In response to this image, Giuliani stated at a presidential debate that he "...would like people to look at my whole record. Long before September 11, 2001 ... the reason that I believe I'm qualified to be president of the United States is not because of September 11th, 2001. It's because I've been tested ... and I got very, very remarkable results. And that is the evaluation of other people, not me."

==Consideration for Secretary of State in Trump Administration==

In November 2016, he was under consideration for Secretary of State in the Trump Administration. In terms of public image, he has received negative press for ties to foreign governments and foreign business activities.

==Cultural depictions==

Giuliani and Donald Trump in a film clip shown at the 2000 New York Inner Circle press dinner.

The character of Giuliani portrayed on The Simpsons

Giuliani is known for dressing in drag. He did so on three occasions as Mayor of New York City between 1997 and 2000. Two of the appearances were for public roasts, and another was during an appearance on Saturday Night Live. During the 2000 appearance, Giuliani flirted with real estate mogul Donald Trump.

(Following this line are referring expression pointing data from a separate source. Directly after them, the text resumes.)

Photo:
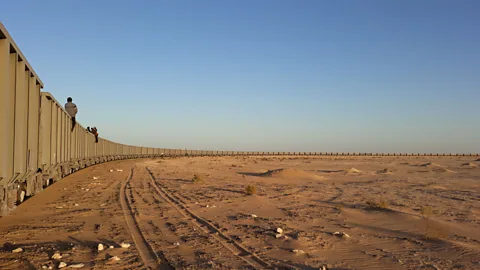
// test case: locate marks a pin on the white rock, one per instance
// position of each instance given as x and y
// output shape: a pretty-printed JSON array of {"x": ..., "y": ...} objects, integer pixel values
[
  {"x": 56, "y": 256},
  {"x": 115, "y": 258},
  {"x": 125, "y": 245}
]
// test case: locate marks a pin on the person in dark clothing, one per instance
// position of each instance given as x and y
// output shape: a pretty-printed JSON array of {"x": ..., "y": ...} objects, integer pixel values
[{"x": 72, "y": 110}]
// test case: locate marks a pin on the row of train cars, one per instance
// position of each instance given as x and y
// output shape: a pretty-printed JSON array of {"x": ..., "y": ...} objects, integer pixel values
[{"x": 37, "y": 145}]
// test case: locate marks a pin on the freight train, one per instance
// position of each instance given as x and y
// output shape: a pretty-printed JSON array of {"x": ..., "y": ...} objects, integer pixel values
[{"x": 37, "y": 146}]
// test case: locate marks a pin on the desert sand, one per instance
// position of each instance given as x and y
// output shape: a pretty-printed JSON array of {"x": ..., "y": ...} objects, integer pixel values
[{"x": 306, "y": 213}]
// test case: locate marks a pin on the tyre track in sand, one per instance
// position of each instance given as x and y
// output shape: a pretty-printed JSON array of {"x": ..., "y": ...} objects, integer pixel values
[
  {"x": 149, "y": 257},
  {"x": 235, "y": 248}
]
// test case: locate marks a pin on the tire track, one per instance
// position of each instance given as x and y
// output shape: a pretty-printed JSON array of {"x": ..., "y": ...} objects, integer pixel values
[
  {"x": 241, "y": 252},
  {"x": 149, "y": 257}
]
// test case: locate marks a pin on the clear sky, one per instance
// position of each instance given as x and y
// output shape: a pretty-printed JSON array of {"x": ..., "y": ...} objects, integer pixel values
[{"x": 268, "y": 75}]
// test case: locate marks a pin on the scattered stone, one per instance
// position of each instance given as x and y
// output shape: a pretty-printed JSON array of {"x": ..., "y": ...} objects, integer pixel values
[
  {"x": 114, "y": 258},
  {"x": 125, "y": 245},
  {"x": 56, "y": 256},
  {"x": 341, "y": 234}
]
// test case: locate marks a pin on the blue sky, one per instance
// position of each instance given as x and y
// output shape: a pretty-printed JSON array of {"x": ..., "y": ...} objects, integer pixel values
[{"x": 369, "y": 76}]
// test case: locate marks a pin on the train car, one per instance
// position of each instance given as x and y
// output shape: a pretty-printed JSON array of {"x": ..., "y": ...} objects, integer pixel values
[{"x": 19, "y": 120}]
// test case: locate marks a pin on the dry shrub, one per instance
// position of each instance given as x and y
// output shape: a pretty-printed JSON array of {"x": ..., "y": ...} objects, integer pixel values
[
  {"x": 378, "y": 204},
  {"x": 250, "y": 190},
  {"x": 197, "y": 179},
  {"x": 426, "y": 211},
  {"x": 433, "y": 231}
]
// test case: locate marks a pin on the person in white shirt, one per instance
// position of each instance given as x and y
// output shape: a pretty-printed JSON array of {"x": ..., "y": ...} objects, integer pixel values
[{"x": 72, "y": 110}]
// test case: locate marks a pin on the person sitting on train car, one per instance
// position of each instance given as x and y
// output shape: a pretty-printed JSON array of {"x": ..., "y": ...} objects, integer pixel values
[
  {"x": 95, "y": 132},
  {"x": 72, "y": 110}
]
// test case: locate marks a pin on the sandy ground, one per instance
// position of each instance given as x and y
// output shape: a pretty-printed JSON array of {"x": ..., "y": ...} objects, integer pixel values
[{"x": 333, "y": 212}]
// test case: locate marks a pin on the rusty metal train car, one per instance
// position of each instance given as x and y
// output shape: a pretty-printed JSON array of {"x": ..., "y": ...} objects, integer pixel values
[{"x": 37, "y": 146}]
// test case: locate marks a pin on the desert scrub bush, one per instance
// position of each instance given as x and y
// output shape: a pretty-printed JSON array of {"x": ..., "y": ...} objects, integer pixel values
[
  {"x": 433, "y": 230},
  {"x": 197, "y": 179},
  {"x": 378, "y": 204},
  {"x": 250, "y": 190},
  {"x": 426, "y": 210}
]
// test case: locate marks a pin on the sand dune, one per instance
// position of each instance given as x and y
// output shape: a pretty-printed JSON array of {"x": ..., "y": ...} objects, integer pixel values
[
  {"x": 352, "y": 171},
  {"x": 441, "y": 169},
  {"x": 470, "y": 165},
  {"x": 384, "y": 171},
  {"x": 429, "y": 164}
]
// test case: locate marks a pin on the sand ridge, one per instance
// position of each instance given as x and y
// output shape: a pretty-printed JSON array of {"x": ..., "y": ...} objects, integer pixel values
[
  {"x": 469, "y": 165},
  {"x": 410, "y": 221}
]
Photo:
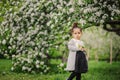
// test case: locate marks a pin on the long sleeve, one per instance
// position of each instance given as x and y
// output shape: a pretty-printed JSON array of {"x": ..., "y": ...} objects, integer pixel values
[{"x": 72, "y": 46}]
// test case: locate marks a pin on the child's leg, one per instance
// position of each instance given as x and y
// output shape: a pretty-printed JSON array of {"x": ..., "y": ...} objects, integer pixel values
[
  {"x": 78, "y": 76},
  {"x": 72, "y": 75}
]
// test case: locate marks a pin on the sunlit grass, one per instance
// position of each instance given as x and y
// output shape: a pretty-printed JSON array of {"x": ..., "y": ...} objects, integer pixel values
[{"x": 97, "y": 71}]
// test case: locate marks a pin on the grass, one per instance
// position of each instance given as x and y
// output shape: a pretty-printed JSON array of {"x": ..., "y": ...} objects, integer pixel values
[{"x": 97, "y": 71}]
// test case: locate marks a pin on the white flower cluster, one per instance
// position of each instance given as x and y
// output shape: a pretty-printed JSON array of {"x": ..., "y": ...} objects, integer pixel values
[{"x": 100, "y": 11}]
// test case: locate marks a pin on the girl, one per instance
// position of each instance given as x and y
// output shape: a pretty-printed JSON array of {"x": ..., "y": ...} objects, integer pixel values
[{"x": 74, "y": 45}]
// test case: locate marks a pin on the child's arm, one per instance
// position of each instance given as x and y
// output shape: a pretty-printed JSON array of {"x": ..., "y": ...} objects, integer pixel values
[{"x": 72, "y": 46}]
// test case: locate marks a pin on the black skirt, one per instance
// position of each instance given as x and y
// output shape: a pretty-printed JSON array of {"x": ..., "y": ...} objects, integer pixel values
[{"x": 81, "y": 64}]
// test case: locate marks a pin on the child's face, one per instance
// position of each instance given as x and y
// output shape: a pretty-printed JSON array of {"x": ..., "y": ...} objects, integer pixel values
[{"x": 76, "y": 33}]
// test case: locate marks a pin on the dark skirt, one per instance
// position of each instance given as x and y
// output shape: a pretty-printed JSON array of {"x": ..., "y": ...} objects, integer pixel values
[{"x": 81, "y": 65}]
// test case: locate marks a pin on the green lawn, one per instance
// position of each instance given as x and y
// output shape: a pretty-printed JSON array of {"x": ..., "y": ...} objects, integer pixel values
[{"x": 97, "y": 71}]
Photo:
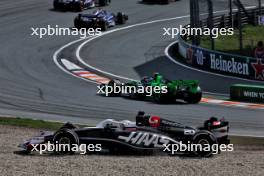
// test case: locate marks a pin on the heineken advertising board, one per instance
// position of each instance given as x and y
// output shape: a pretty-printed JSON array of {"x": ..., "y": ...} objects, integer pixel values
[{"x": 223, "y": 63}]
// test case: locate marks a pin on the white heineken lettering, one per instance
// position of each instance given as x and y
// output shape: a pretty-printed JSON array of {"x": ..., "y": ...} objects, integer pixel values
[{"x": 230, "y": 66}]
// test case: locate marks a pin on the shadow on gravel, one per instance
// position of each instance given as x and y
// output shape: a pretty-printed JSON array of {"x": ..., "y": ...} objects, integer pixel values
[
  {"x": 150, "y": 101},
  {"x": 107, "y": 154}
]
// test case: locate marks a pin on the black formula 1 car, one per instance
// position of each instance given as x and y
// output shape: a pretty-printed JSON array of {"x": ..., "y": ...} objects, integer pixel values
[
  {"x": 146, "y": 135},
  {"x": 100, "y": 19},
  {"x": 171, "y": 90},
  {"x": 78, "y": 5}
]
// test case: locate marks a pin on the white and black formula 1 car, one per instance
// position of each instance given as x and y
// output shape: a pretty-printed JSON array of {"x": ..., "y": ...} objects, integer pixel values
[
  {"x": 146, "y": 135},
  {"x": 100, "y": 19},
  {"x": 78, "y": 5}
]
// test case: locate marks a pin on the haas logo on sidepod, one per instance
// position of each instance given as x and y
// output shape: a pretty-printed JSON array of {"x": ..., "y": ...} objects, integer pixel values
[{"x": 146, "y": 139}]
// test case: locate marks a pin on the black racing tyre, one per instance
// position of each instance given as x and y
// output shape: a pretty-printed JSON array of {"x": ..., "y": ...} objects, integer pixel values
[
  {"x": 80, "y": 7},
  {"x": 55, "y": 5},
  {"x": 112, "y": 83},
  {"x": 164, "y": 2},
  {"x": 67, "y": 139},
  {"x": 77, "y": 23},
  {"x": 103, "y": 25},
  {"x": 206, "y": 140},
  {"x": 104, "y": 2},
  {"x": 120, "y": 18},
  {"x": 193, "y": 98},
  {"x": 163, "y": 98}
]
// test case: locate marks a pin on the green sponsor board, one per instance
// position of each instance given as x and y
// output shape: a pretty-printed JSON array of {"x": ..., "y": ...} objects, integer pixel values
[
  {"x": 250, "y": 93},
  {"x": 222, "y": 63}
]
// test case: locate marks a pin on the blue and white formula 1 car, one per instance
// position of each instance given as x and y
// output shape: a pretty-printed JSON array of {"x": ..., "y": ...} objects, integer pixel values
[
  {"x": 100, "y": 19},
  {"x": 78, "y": 5}
]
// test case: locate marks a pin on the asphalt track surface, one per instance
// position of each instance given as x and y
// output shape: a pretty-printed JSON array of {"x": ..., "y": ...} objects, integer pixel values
[{"x": 31, "y": 85}]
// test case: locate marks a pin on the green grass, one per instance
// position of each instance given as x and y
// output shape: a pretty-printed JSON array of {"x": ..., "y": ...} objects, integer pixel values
[
  {"x": 241, "y": 140},
  {"x": 30, "y": 123},
  {"x": 230, "y": 44}
]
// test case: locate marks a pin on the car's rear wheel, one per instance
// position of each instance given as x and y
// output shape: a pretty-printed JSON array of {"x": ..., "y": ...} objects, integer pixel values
[
  {"x": 103, "y": 25},
  {"x": 193, "y": 98},
  {"x": 164, "y": 2},
  {"x": 80, "y": 7},
  {"x": 204, "y": 142},
  {"x": 65, "y": 139},
  {"x": 104, "y": 2},
  {"x": 120, "y": 19},
  {"x": 114, "y": 83}
]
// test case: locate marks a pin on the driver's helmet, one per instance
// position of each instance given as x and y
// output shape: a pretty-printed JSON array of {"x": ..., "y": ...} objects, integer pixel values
[{"x": 157, "y": 77}]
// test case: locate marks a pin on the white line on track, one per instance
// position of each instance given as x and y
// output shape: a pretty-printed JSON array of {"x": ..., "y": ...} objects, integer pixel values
[{"x": 55, "y": 55}]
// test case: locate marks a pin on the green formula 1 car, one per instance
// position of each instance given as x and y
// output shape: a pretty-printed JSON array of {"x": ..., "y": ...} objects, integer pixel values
[{"x": 156, "y": 88}]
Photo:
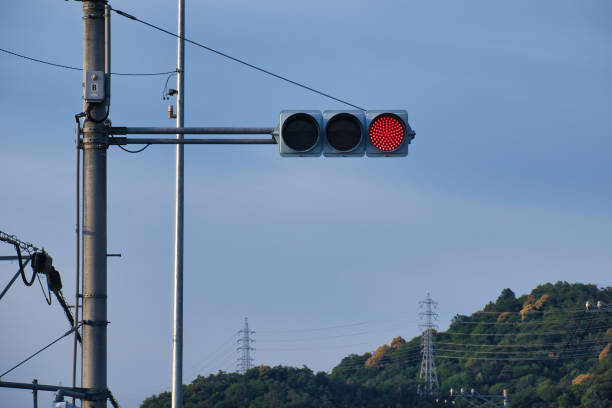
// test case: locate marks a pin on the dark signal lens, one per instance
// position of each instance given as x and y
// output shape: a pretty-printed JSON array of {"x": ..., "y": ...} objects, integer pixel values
[
  {"x": 343, "y": 132},
  {"x": 300, "y": 132},
  {"x": 387, "y": 132}
]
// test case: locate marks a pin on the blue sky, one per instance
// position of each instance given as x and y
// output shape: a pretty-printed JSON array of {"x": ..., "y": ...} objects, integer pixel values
[{"x": 507, "y": 183}]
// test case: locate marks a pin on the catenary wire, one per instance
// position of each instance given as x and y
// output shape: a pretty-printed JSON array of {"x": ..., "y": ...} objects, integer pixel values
[
  {"x": 40, "y": 351},
  {"x": 80, "y": 69},
  {"x": 238, "y": 60}
]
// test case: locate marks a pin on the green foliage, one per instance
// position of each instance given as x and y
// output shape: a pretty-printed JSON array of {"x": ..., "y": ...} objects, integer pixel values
[{"x": 565, "y": 374}]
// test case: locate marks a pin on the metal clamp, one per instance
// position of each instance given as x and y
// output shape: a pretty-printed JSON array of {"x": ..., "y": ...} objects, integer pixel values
[
  {"x": 93, "y": 296},
  {"x": 102, "y": 323}
]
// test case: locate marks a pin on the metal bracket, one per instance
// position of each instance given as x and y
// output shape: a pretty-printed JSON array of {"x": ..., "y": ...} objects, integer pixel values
[
  {"x": 93, "y": 296},
  {"x": 96, "y": 323}
]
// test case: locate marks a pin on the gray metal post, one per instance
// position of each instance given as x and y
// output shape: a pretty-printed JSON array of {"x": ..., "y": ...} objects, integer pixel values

Giuliani adviser Elliot Cuker claimed to have persuaded the politician to dress in drag in order to help him with the gay vote.

Giuliani was supposed to appear as himself on a May 2007 episode of The Simpsons entitled "Stop or My Dog Will Shoot", but his role was cut due to his presidential campaign. However, a "Simpsonized" image of the former Mayor was released for promotional purposes.

Giuliani was portrayed in the November 2019 South Park episode "Season Finale". He is referred to as a "treasonous pig" and not a "good lawyer".

Giuliani appeared in the 2020 film Borat Subsequent Moviefilm. His scene in the mockumentary was widely reported in multiple news sources, as Giuliani is shown reclining on a bed with his hands down the front of his pants while in a hotel room with an actress posing as a news reporter. Multiple sources reported on Giuliani's actions in the scene, with The Guardian calling it a "compromising scene". Giuliani denied any wrongdoing, claiming that the scene with him was "a complete fabrication" and that he had only been tucking in his shirt.

After the Four Seasons Total Landscaping press conference, Giuliani was portrayed by Saturday Night Lives Kate McKinnon on the show's "Weekend Update" news segment.